- Hockley
- U.S. National Register of Historic Places
- Virginia Landmarks Register
- Location: 6640 Ware Neck Rd., near Gloucester, Virginia
- Coordinates: 37°24′14″N 76°27′48″W﻿ / ﻿37.40389°N 76.46333°W
- Area: 41.15 acres (16.65 ha)
- Built: c. 1840, 1857, 1906
- NRHP reference No.: 10000446
- VLR No.: 036-0024

Significant dates
- Added to NRHP: July 9, 2010
- Designated VLR: March 18, 2010

= Hockley (Gloucester, Virginia) =

Historic house in Virginia, United States

Hockley, also known as Erin and Cowslip Green, is a historic estate located near Gloucester, Gloucester County, Virginia. The core of the main house was built about 1840, then added to in 1857, and modified to its present form in 1901 and 1906. It is a 2 1/2-story, five-bay, frame dwelling on a brick foundation. The front facade features two flanking two-story, 12 feet in diameter, octagonal towers, each with original copper finials at the peak. The 60 feet by 32 feet sized main structure has a 24 feet by 18 feet kitchen wing and attached garage.
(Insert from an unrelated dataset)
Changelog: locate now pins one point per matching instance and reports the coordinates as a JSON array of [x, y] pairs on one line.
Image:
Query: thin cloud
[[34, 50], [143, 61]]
The property includes a contributing archaeological site, barn, two chicken sheds, garage, pump house, well, ice house. It was the home of Fannie Johnson Taliaferro, an early proponent of historic preservation and pioneering member of the Association for the Preservation of Virginia Antiquities (APVA, now Preservation Virginia).

It was added to the National Register of Historic Places in 2010.